8. Au cours de l’audience du 15 décembre 2008, les deux témoins proposés par la partie accusatrice privée furent entendus, mais pas le deuxième requérant. À l’issue de cette audience, l’Audiencia provincial modifia partiellement les faits considérés comme établis en première instance et parvint à une conclusion opposée à celle du juge a quo concernant la signature du document de vente ainsi que la connaissance par les accusés des anomalies présentées par le véhicule.

9. Par un arrêt rendu le 14 janvier 2009, l’Audiencia provincial de Saragosse accueillit partiellement le recours formé par le ministère public et par la partie accusatrice privée et condamna les requérants, comme auteurs d’un délit d’escroquerie, à neuf mois d’emprisonnement et au paiement d’une indemnité. Elle confirma par ailleurs l’acquittement des requérants en ce qui concernait le délit de faux en document privé. En outre, elle déclara les sociétés K.S.L. et H.R.M.S.L. responsables civiles subsidiaires.
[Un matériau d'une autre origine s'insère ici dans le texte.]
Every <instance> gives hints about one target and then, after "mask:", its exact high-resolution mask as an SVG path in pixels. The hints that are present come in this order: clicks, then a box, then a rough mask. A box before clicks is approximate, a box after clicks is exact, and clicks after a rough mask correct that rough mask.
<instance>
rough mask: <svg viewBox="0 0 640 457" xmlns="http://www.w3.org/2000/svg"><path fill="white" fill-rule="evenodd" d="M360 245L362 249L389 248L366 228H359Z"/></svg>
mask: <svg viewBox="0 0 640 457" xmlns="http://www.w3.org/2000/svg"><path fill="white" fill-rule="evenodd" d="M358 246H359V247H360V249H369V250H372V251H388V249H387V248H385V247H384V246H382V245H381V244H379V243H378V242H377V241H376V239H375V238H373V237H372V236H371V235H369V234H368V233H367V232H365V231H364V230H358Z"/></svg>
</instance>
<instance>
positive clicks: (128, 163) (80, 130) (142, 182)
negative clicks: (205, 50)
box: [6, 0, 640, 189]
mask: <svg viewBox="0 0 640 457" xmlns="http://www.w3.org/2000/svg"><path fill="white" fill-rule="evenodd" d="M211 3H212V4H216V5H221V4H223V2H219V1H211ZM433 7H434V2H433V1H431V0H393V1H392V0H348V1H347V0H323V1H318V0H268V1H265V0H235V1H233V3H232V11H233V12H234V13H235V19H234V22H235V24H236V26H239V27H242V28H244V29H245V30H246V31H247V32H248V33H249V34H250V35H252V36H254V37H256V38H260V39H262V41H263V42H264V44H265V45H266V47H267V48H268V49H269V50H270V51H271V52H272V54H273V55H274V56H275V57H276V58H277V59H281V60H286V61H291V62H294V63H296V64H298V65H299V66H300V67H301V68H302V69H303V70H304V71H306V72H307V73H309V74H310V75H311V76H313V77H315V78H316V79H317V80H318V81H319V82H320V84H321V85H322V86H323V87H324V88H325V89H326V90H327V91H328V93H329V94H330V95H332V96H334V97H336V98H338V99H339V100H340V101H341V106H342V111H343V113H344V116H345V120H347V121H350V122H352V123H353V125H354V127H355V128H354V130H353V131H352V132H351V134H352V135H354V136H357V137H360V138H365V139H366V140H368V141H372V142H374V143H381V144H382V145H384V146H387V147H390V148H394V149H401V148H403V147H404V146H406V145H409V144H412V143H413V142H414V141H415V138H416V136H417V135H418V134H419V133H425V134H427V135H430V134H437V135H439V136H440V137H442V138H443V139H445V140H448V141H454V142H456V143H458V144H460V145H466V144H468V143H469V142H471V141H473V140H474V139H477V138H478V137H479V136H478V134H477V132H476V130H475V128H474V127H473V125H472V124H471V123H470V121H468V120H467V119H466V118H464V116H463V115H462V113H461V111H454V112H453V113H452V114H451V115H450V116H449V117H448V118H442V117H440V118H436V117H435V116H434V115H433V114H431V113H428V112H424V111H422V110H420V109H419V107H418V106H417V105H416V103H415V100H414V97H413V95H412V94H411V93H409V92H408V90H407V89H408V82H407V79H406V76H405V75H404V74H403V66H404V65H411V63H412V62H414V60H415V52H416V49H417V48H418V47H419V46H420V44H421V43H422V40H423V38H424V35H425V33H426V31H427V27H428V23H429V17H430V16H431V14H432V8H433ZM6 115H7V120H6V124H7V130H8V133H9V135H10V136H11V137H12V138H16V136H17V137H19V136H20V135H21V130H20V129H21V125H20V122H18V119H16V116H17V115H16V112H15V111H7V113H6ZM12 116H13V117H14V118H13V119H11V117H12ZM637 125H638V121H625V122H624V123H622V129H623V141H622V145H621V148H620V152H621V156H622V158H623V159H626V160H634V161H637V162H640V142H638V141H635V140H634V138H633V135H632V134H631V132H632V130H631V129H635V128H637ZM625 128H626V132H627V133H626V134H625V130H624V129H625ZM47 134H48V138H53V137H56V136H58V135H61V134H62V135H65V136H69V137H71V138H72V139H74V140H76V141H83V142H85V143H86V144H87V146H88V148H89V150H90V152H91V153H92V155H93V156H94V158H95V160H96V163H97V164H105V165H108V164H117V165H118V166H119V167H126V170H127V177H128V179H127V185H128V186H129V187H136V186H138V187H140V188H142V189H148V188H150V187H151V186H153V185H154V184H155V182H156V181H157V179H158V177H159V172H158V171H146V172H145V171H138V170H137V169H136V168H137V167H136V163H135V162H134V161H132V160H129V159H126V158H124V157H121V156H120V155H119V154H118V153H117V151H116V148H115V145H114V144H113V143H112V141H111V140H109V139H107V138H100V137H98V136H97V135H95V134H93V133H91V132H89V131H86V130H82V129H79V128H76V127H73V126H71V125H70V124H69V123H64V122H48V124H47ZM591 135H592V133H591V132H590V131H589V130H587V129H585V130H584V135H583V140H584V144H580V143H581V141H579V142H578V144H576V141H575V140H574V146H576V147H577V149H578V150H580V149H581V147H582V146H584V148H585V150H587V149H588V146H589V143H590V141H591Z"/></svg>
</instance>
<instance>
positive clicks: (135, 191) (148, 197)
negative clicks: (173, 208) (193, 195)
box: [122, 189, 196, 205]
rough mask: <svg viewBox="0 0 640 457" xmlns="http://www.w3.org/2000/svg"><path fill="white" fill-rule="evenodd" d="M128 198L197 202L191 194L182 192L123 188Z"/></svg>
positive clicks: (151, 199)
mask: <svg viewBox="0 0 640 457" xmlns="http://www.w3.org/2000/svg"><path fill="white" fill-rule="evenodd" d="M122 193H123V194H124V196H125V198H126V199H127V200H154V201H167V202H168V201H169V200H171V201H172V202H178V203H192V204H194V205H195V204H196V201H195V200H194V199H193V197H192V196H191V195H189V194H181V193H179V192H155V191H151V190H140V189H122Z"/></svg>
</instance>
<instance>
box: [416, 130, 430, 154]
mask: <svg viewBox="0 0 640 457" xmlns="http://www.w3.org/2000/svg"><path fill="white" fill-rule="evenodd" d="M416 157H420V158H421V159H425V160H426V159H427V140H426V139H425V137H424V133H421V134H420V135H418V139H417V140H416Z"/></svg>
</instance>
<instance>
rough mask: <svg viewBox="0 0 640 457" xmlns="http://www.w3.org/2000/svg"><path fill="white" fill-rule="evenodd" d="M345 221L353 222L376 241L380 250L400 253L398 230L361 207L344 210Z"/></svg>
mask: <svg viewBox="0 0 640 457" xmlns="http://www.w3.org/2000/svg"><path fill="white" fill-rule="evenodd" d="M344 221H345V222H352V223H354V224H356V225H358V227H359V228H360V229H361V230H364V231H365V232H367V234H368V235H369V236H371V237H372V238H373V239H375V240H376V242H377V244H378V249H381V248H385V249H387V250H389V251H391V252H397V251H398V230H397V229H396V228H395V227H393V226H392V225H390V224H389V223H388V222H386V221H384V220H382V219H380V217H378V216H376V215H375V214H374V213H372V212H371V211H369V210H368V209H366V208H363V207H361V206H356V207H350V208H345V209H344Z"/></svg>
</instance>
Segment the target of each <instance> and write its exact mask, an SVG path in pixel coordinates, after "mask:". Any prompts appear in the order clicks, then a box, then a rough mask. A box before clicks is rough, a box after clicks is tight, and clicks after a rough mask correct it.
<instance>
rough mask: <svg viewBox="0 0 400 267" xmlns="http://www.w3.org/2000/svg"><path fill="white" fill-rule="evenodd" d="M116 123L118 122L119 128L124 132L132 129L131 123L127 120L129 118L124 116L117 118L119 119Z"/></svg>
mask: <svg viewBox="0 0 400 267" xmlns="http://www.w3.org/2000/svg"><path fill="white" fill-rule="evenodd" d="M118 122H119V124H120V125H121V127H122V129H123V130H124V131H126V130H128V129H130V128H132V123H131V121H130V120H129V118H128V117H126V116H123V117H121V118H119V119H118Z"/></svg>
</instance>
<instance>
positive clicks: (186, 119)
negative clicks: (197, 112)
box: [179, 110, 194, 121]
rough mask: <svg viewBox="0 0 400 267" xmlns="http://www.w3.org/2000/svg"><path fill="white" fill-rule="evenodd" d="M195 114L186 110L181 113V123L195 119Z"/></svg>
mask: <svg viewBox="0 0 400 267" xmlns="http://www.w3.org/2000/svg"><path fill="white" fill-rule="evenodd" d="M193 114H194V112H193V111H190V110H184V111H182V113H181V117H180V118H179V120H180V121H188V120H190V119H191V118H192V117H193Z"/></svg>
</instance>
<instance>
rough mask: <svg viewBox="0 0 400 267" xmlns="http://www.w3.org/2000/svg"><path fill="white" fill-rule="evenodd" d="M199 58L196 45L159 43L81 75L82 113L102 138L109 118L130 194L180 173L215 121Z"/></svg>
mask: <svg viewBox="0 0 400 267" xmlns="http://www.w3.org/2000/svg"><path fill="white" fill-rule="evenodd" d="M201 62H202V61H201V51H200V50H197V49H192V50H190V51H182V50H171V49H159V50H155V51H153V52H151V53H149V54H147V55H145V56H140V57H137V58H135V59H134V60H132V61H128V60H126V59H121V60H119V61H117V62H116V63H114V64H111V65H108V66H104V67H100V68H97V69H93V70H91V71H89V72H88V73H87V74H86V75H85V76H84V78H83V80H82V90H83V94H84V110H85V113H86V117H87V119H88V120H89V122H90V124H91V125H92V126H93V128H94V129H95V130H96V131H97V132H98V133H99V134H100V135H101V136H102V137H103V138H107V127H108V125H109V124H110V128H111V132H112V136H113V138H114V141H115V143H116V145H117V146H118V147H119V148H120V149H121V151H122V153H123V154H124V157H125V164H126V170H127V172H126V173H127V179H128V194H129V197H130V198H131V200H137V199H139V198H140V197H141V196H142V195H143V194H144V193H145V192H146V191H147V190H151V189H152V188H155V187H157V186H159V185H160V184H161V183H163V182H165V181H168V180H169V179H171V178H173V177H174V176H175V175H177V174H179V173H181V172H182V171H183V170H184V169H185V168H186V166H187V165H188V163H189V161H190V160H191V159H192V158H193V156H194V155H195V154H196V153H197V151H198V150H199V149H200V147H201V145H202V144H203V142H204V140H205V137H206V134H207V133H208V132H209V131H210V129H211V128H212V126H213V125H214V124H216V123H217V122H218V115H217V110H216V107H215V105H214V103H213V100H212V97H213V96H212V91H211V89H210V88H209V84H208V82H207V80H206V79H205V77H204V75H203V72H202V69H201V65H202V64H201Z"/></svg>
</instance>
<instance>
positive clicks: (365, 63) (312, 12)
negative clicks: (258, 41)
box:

Dans sa décision, l’Audiencia provincial relevait en particulier que :

« (...) la question doit être examinée conformément à la jurisprudence du Tribunal constitutionnel (...), selon laquelle, en règle générale, il n’est pas possible de conclure à une condamnation en appel sur la base des déclarations des accusés et témoignages intervenus lors de l’audience publique tenue devant le tribunal de première instance. Les preuves dont l’appréciation nécessite [de respecter] l’immédiateté et l’oralité (...) ne pourront pas être prises en compte lorsqu’elles n’ont pas été administrées devant le tribunal chargé de prononcer la condamnation. Celle-ci [la condamnation] sera possible quand la question à débattre est de nature juridique, [ou] quand il existe d’autres preuves à charge (...) dont l’examen ne nécessite pas un débat contradictoire ou [encore] quand de nouvelles preuves auront été administrées en appel.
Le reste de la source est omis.